From: Hin-Tak Leung <htl10@users.sourceforge.net>
To: Vyacheslav Dubeyko <slava@dubeyko.com>
Cc: linux-fsdevel@vger.kernel.org,
Till Kamppeter <till.kamppeter@gmail.com>,
Naohiro Aota <naota@elisp.net>
Subject: Re: hfsplus BUG(), kmap and journalling.
Date: Tue, 30 Oct 2012 08:24:36 +0000 [thread overview]
Message-ID: <508F8EC4.7050905@users.sourceforge.net> (raw)
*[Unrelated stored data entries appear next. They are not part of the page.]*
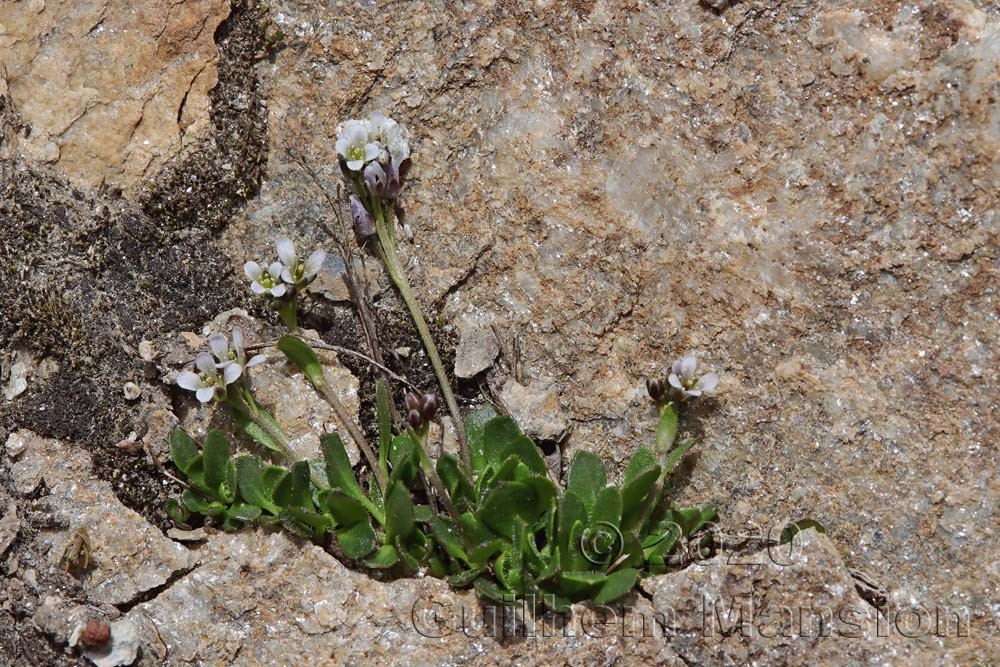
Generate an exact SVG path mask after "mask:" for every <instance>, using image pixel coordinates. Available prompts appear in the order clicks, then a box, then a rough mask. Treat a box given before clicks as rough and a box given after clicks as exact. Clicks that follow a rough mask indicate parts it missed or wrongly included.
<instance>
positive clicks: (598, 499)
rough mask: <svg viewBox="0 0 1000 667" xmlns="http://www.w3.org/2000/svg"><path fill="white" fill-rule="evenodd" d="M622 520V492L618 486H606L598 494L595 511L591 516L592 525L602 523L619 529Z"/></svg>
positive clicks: (595, 501)
mask: <svg viewBox="0 0 1000 667" xmlns="http://www.w3.org/2000/svg"><path fill="white" fill-rule="evenodd" d="M621 520H622V492H621V491H619V490H618V487H617V486H606V487H604V488H603V489H601V492H600V493H598V494H597V500H596V501H595V502H594V511H593V513H592V514H591V517H590V522H591V525H595V526H596V525H599V524H602V523H605V524H611V525H612V526H614V527H616V528H617V527H618V525H619V524H620V523H621Z"/></svg>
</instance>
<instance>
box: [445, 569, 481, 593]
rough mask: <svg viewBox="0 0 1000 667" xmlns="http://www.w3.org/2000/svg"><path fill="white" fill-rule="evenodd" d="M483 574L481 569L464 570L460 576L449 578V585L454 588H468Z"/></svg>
mask: <svg viewBox="0 0 1000 667" xmlns="http://www.w3.org/2000/svg"><path fill="white" fill-rule="evenodd" d="M482 573H483V571H482V570H481V569H480V568H473V569H471V570H464V571H462V572H459V573H458V574H453V575H452V576H450V577H448V584H450V585H451V586H452V587H453V588H466V587H467V586H469V585H470V584H472V582H474V581H475V580H476V577H478V576H479V575H480V574H482Z"/></svg>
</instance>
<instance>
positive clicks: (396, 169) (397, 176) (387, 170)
mask: <svg viewBox="0 0 1000 667" xmlns="http://www.w3.org/2000/svg"><path fill="white" fill-rule="evenodd" d="M402 185H403V183H402V177H401V176H400V175H399V160H397V159H396V158H392V160H390V161H389V164H388V165H387V167H386V171H385V187H384V188H383V190H382V193H383V195H385V196H386V197H388V198H389V199H395V198H396V197H398V196H399V190H400V188H401V187H402Z"/></svg>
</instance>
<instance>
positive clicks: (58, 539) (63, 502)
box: [8, 430, 192, 604]
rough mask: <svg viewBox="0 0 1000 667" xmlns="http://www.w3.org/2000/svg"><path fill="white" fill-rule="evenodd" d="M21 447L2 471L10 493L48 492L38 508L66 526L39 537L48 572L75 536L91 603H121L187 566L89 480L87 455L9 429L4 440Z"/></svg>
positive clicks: (88, 461)
mask: <svg viewBox="0 0 1000 667" xmlns="http://www.w3.org/2000/svg"><path fill="white" fill-rule="evenodd" d="M10 439H20V440H22V442H23V443H24V445H25V449H24V452H23V454H22V455H21V457H20V458H19V459H18V460H17V461H15V462H13V463H12V464H11V466H10V472H11V476H12V478H13V482H14V488H15V489H16V490H17V491H18V492H20V493H29V492H30V491H32V490H33V489H34V488H35V487H36V486H37V485H38V483H39V482H40V481H41V480H43V479H44V480H45V484H46V486H47V487H48V489H49V495H48V496H47V497H46V502H47V503H48V505H49V506H50V507H51V508H52V510H53V511H54V513H55V519H56V520H57V521H58V523H61V524H65V525H66V528H65V529H61V530H58V531H56V532H54V533H49V534H46V535H44V537H42V538H41V539H43V540H44V541H46V542H47V543H49V545H50V550H49V558H50V563H49V566H50V567H57V566H58V565H59V560H60V557H61V555H62V552H63V549H64V548H65V547H66V546H67V544H68V543H69V542H70V540H72V539H73V538H74V535H76V534H77V531H83V532H84V534H85V535H86V537H87V540H88V541H89V544H90V567H89V568H86V569H85V571H84V572H83V573H82V582H83V585H84V587H85V588H86V590H87V594H88V596H89V597H90V599H91V600H93V601H95V602H97V603H107V604H127V603H129V602H131V601H132V600H134V599H135V598H136V597H137V596H138V595H140V594H142V593H144V592H145V591H148V590H150V589H152V588H156V587H157V586H160V585H162V584H164V583H165V582H167V581H168V580H169V579H170V578H171V577H172V576H174V575H175V574H176V573H177V572H179V571H183V570H185V569H187V568H188V567H189V566H190V563H191V562H192V561H191V557H190V553H189V552H188V550H187V549H185V548H184V547H183V546H181V545H179V544H177V543H176V542H173V541H171V540H169V539H167V538H166V537H164V536H163V535H162V534H161V533H160V532H159V531H158V530H157V529H156V528H154V527H153V526H151V525H150V524H149V523H148V522H146V520H145V519H143V518H142V517H141V516H139V514H137V513H136V512H133V511H132V510H130V509H128V508H126V507H125V506H124V505H122V504H121V503H120V502H119V501H118V499H117V498H115V495H114V493H113V492H112V490H111V487H110V485H109V484H108V483H107V482H103V481H99V480H97V479H95V478H94V476H93V472H92V464H91V460H90V456H89V455H88V454H87V453H86V452H84V451H82V450H80V449H79V448H74V447H69V446H67V445H65V444H63V443H62V442H60V441H58V440H51V439H48V438H42V437H39V436H37V435H35V434H33V433H30V432H28V431H24V430H21V431H16V432H15V433H12V434H11V435H10V436H9V438H8V443H9V441H10Z"/></svg>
In-Reply-To: <1350896532.3236.31.camel@slavad-ubuntu>
[-- Attachment #1: Type: text/plain, Size: 4664 bytes --]
Vyacheslav Dubeyko wrote:
> On Sat, 2012-10-20 at 07:24 +0100, Hin-Tak Leung wrote:
>> --- On Fri, 19/10/12, Vyacheslav Dubeyko <slava@dubeyko.com> wrote:
>>
>>> Hi Hin-Tak,
>>>
>>> On Thu, 2012-10-18 at 17:55 +0100, Hin-Tak Leung wrote:
>>>> Hi,
>>>>
>>>> While looking at a few of the older BUG() traces I have
>>> consistently
>>>> running du on a somewhat large directory with lots of
>>> small files and
>>>> small directories, I noticed that it tends to have two
>>> sleeping "?
>>>> hfs_bnode_read()" towards the top. As it is a very
>>> small and simple
>>>> function which just reads a b-tree node record -
>>> sometimes only a few
>>>> bytes between a kmap/kunmap, I see that it might just
>>> be the number of
>>>> simultaneous kmap() being run. So I put a mutex around
>>> it just to make
>>>> sure only one copy of hfs_bnode_read() is run at a
>>> time.
>>>
>>> Yeah, you touch very important problem. It needs to rework
>>> hfsplus
>>> driver from using kmap()/kunmap() because kmap() is slow,
>>> theoretically
>>> deadlocky and is deprecated. The alternative is
>>> kunmap_atomic() but it
>>> needs to dive more deeply in every case of kmap() using in
>>> hfsplus
>>> driver.
>>>
>>> The mutex is useless. It simply hides the issue.
>>
>> Yes, I am aware of that - putting mutex'es in just makes fewer kmap calls, but the limit of simultaneous kmap()'s can still be reached - and reasonably easily - just run 'du' a few more times, as I wrote below.
>>
>
> Usually, hfs_bnode_read() is called after searching of some object in b-tree.
> It needs to initialize struct hfsplus_find_data by means of hfs_find_init()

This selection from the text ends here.